Quartalszahlen
Norddeutsche Affinerie mit hohem Verlust

Europas größte Kupferhütte Norddeutsche Affinerie macht die Wirtschaftskrise zu schaffen. Sie ist wegen des weltweiten Konjunkturabschwungs im ersten Quartal des Geschäftsjahres 2008/2009 tief in die roten Zahlen geraten.

HBHAMBURG. Europas größte Kupferhütte Norddeutsche Affinerie (NA) hat nach dem ersten Quartalsverlust seit fünf Jahren wegen des scharfen Kupferpreiseinbruchs Ende 2008 die Erwartungen für das laufende Geschäftsjahr stark gedämpft. Eine kurzfristige deutliche Absatzerholung sei angesichts des „schwierigen Umfelds“ nicht zu erwarten, teilte die im MDax gelistete Gesellschaft am Donnerstag in Hamburg mit.

>P>Das operative Ergebnis dürfte im laufenden Geschäftsjahr „deutlich unter den Rekordergebnissen des Vorjahres liegen“. Insbesondere wegen hoher Belastungen durch die Neubewertung der Kupferbestände rutschte der Konzern im ersten Quartal mit 98 (Vorjahr +60) Mio. Euro tief in die Verlustzone.
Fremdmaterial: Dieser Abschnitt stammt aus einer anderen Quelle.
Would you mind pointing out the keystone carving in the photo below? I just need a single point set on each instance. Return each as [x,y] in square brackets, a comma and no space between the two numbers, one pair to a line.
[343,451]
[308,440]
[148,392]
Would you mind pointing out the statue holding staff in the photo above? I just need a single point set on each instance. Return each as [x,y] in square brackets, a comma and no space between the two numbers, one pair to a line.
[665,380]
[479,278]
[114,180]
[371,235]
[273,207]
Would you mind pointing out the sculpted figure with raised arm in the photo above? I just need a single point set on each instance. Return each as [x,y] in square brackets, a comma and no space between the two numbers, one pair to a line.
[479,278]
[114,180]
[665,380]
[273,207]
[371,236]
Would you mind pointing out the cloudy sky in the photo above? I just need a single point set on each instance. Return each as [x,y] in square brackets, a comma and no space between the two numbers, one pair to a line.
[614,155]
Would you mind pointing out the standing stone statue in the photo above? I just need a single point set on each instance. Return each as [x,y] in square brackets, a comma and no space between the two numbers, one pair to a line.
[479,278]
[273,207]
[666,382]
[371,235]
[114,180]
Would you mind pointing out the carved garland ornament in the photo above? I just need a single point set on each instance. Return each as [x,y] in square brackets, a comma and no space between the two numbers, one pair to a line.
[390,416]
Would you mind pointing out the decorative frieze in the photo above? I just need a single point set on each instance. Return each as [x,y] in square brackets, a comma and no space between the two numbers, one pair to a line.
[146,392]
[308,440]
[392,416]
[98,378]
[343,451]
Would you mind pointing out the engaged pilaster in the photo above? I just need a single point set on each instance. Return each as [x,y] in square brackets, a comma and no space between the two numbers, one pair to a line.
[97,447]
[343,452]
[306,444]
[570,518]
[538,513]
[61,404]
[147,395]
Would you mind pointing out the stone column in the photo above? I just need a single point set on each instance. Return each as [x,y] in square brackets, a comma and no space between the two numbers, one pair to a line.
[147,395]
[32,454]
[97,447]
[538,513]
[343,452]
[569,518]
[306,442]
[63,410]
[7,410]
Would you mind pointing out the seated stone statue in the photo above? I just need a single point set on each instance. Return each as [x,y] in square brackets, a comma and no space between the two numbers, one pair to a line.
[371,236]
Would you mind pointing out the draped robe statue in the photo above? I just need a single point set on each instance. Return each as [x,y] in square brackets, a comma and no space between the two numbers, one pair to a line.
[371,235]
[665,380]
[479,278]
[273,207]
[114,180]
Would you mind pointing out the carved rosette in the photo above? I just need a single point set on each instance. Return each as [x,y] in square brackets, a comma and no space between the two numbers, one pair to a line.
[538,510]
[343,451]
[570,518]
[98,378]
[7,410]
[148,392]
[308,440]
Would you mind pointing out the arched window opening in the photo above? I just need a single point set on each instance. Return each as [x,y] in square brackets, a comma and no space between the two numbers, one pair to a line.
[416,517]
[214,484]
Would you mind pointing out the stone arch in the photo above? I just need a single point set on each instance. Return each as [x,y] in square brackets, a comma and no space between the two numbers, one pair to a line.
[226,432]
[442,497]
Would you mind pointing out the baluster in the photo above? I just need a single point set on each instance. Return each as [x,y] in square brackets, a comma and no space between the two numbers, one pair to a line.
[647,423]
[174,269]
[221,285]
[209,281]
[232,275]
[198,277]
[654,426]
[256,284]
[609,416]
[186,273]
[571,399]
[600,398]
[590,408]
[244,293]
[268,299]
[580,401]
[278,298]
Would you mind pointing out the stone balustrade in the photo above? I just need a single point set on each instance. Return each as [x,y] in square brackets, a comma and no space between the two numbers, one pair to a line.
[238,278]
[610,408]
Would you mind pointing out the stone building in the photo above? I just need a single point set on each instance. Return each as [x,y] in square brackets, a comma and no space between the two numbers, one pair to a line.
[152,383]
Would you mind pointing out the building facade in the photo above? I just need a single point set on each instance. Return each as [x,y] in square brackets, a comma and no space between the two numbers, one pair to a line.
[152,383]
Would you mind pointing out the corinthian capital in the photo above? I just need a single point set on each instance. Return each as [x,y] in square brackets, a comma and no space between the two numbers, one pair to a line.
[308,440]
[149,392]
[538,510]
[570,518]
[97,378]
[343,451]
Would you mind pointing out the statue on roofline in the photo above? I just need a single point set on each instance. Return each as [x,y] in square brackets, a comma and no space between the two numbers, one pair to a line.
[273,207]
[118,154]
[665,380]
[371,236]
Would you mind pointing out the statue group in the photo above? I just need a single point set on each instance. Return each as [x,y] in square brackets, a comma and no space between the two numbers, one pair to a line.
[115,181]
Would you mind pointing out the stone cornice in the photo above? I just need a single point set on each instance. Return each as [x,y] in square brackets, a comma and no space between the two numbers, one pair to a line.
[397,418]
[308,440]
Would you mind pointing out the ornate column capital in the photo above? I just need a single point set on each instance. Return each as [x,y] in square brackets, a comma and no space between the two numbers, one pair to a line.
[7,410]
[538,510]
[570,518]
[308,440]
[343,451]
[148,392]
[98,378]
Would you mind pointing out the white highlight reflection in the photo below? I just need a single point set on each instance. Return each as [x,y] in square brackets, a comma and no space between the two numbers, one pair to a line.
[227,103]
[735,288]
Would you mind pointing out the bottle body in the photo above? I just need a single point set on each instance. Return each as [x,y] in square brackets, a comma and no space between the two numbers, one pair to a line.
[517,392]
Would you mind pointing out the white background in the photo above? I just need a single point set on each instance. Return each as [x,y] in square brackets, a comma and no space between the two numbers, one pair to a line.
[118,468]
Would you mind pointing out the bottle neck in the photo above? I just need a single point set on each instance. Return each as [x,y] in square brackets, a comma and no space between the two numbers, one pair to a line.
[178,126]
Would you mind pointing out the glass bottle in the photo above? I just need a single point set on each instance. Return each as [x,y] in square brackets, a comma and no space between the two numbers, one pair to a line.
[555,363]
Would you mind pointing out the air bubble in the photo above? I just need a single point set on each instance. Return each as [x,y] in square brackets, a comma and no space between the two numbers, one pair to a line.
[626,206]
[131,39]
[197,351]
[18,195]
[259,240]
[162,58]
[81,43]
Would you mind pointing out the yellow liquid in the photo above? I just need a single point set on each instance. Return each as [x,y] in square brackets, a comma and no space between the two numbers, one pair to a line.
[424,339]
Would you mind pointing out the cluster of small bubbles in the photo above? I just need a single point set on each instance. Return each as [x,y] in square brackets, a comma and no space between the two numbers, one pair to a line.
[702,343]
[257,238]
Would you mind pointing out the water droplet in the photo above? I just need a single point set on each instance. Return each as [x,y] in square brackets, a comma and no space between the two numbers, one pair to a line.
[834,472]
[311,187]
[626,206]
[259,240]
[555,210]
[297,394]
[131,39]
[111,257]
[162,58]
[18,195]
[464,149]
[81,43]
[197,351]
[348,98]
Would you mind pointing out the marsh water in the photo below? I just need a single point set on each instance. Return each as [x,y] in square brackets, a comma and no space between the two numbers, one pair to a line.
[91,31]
Der Verlust war aber nicht so hoch wie von Analysten befürchtet.

Während sich der Umsatz in den ersten drei Monaten des laufenden Geschäftsjahres 2008/09 (Ende September) wegen der Vollkonsolidierung des belgischen Kupferproduzenten Cumerio um sechs Prozent auf 1,493 Mrd. Euro erhöhte, schlug der Preisrückgang auch beim Vorsteuerergebnis (EBT) mit einem Verlust von 124 (Vorjahr: +88) Mio. Euro negativ zu Buche.

Der Konzern übertraf damit gleichwohl die Ertragserwartungen der Analysten. Vor Bewertungseffekten von minus 143 Mio. Euro ergab sich den Angaben zufolge ein EBT von plus 19 (41) Mio. Euro. Grund für den Rückgang sei die Abschwächung des Produktgeschäftes und geplante Wartungsstillstände in Hamburg, Lünen und Pirdop. Die negativen Bewertungseffekte haben laut NA-Chef Bernd Drouven keinen Einfluss auf den Cash-Flow und die Dividendenhöhe für das laufende Geschäftsjahr.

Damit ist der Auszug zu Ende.